When I re-watch comedy like ‘The Young Ones’ or many other funny series from the 80s or 90s, I don’t find it funny any more. It’s not that the jokes weren’t good and that I didn’t find it funny at the time, it’s just that humour changes. In that case, it’s nothing to do with the jokes becoming ‘unacceptable’.
I find Yes Minister funny now, and I'm too young to have watched when it first aired.
I used to find The Thick of It hilarious but now I find it a depressing reminder of how ludicrous modern politics has become
Yes Minister is a reminder that politics has been ludicrous for a long time, but I think its style is much lighter than The Thick of It.
I watched the entirety of Yes (Prime) Minister relatively recently despite being younger than the show and not British; and found it delightfully entertaining and often surprisingly relevant to contemporary political issues.
The institution yes minister makes fun of has barely changed in 400 years, let alone 40, the jokes on the whole thus remain fresh.
I’d be pretty upset if the value of my home was harmed because someone decided to make it common knowledge that the town I lived in was crap.
That is a very British take. Constant worry about the value of something you don't want to sell. Thinking about your home as a financial investment, rather than a...home.
> Thinking about your home as a financial investment, rather than a...home.
Sadly, the way all Western economies have devolved over the last decades, real estate equity is the only form of wealth that at least some part of the 99% has for retirement.
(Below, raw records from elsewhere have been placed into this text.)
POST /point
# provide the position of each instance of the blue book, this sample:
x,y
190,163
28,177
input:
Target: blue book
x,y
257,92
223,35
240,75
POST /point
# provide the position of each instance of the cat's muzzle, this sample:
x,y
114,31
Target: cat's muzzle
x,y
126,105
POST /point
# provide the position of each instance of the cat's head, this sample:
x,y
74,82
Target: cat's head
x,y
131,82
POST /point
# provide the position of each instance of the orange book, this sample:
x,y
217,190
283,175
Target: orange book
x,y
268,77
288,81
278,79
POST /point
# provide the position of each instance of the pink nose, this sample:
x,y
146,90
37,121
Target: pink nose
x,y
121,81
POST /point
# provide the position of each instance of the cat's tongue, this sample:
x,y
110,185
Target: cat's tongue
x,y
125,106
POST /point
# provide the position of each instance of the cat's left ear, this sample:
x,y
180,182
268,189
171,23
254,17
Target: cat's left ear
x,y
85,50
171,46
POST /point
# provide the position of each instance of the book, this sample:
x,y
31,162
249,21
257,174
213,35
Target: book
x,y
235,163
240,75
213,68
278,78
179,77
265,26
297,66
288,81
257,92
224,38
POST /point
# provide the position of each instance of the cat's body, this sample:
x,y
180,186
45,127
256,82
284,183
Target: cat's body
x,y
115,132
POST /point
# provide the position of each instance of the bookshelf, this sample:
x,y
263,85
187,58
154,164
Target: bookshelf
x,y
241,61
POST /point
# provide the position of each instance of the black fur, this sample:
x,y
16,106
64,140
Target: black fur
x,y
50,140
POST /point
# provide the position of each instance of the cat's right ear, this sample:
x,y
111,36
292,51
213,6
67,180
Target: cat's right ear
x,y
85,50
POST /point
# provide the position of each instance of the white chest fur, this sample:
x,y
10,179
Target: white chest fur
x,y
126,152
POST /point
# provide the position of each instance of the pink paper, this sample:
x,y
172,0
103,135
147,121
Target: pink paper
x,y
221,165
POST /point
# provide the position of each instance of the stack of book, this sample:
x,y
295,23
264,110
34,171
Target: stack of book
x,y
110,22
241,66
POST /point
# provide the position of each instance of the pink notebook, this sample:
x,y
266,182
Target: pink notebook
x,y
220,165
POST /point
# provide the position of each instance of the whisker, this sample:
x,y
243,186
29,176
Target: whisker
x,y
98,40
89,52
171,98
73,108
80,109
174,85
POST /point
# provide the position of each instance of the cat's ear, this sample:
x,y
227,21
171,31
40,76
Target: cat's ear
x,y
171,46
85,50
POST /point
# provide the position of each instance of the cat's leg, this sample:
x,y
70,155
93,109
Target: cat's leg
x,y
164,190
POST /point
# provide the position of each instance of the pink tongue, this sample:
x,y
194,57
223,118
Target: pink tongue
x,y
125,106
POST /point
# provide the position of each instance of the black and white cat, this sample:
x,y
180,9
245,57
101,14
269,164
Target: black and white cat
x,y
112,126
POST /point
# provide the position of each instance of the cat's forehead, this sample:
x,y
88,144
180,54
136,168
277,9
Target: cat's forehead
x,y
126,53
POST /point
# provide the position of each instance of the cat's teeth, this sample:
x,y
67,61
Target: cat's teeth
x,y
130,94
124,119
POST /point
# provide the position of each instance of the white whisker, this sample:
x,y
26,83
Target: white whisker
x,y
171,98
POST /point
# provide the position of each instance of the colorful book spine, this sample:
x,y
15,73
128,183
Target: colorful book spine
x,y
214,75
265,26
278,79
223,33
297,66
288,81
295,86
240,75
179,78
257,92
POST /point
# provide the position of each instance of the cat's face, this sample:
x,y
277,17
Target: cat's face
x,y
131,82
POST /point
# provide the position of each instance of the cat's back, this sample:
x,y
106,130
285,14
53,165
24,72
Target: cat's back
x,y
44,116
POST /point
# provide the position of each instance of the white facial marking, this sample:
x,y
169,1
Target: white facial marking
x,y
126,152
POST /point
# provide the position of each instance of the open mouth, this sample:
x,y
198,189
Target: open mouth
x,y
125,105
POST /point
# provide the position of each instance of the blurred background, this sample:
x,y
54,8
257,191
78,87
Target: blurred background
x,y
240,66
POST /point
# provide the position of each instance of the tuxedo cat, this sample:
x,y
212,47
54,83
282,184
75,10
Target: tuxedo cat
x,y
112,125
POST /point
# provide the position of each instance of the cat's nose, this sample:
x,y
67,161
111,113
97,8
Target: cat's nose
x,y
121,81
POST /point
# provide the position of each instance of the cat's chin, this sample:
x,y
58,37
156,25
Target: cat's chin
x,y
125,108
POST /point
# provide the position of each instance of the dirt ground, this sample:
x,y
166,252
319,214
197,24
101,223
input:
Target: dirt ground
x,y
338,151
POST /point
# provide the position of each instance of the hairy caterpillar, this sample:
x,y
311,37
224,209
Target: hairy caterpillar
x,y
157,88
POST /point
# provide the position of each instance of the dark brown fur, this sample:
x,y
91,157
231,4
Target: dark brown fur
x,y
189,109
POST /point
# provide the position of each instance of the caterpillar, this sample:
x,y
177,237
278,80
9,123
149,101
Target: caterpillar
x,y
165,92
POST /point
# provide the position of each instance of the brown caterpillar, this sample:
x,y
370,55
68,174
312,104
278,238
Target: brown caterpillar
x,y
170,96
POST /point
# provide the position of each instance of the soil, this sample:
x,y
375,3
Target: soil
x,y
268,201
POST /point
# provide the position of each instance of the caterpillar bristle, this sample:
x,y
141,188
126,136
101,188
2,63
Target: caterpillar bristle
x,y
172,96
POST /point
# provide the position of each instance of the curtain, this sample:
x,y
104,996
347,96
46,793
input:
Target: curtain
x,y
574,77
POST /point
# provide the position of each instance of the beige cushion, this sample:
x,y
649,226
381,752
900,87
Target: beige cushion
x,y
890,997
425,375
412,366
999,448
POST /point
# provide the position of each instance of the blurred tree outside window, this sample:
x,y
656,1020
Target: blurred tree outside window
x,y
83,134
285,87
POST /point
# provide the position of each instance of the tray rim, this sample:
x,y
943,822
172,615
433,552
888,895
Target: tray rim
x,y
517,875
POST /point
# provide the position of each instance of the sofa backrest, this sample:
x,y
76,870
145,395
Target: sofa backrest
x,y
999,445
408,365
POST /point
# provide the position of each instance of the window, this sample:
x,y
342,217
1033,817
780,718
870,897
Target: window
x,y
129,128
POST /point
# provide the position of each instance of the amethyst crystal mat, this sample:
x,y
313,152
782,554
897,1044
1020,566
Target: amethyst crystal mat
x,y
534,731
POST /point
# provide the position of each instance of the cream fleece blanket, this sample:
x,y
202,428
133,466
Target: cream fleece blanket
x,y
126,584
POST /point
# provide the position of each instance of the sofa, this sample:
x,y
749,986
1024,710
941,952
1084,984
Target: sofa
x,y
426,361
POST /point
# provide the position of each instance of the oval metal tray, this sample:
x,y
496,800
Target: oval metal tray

Broad market index funds have performed spectacularly over the last few decades, and far more than 1% have them (or could have had them) for retirement. It has been the standard recommendation since I graduated college in the early 2000s.
Of course, many people prefer to invest in extra big and luxurious houses/cars/vacations/restaurants/alcohol/coffee/etc out and I would even throw in educations with low ROI, rather than broad market index funds.
This is specifically about those who had been earning money in the ~1980 to ~2010 period, for the vast majority, their house should not have been the only equity.
> Of course, many people prefer to invest in extra big and luxurious houses/cars/vacations/restaurants/alcohol/coffee/etc out and I would even throw in educations with low ROI, rather than broad market index funds.
The problem is, index funds have no inherent value, they (just like all stocks and other financial derivatives/instruments) are effectively a paper with one or another form of "IOU" written on it. Economic crashes, wars, tariffs, morons in politics, whatever, there are tons of ways massive amounts of value can be straight up destroyed in a matter of days.
A house however? As long as it's reasonably well built, come what may, you still have a roof over your head. No one's gonna come and kick you out of it. And that's inherent value.
> index funds have no inherent value, they (just like all stocks and other financial derivatives/instruments) are effectively a paper with one or another form of "IOU" written on it
What do you think a real-estate deed is?
> No one's gonna come and kick you out of it
Property tax. Title fraud. Mortgage fraud. Mistaken foreclosure. (Legitimate foreclosure.) Squatters' rights. Eminent domain.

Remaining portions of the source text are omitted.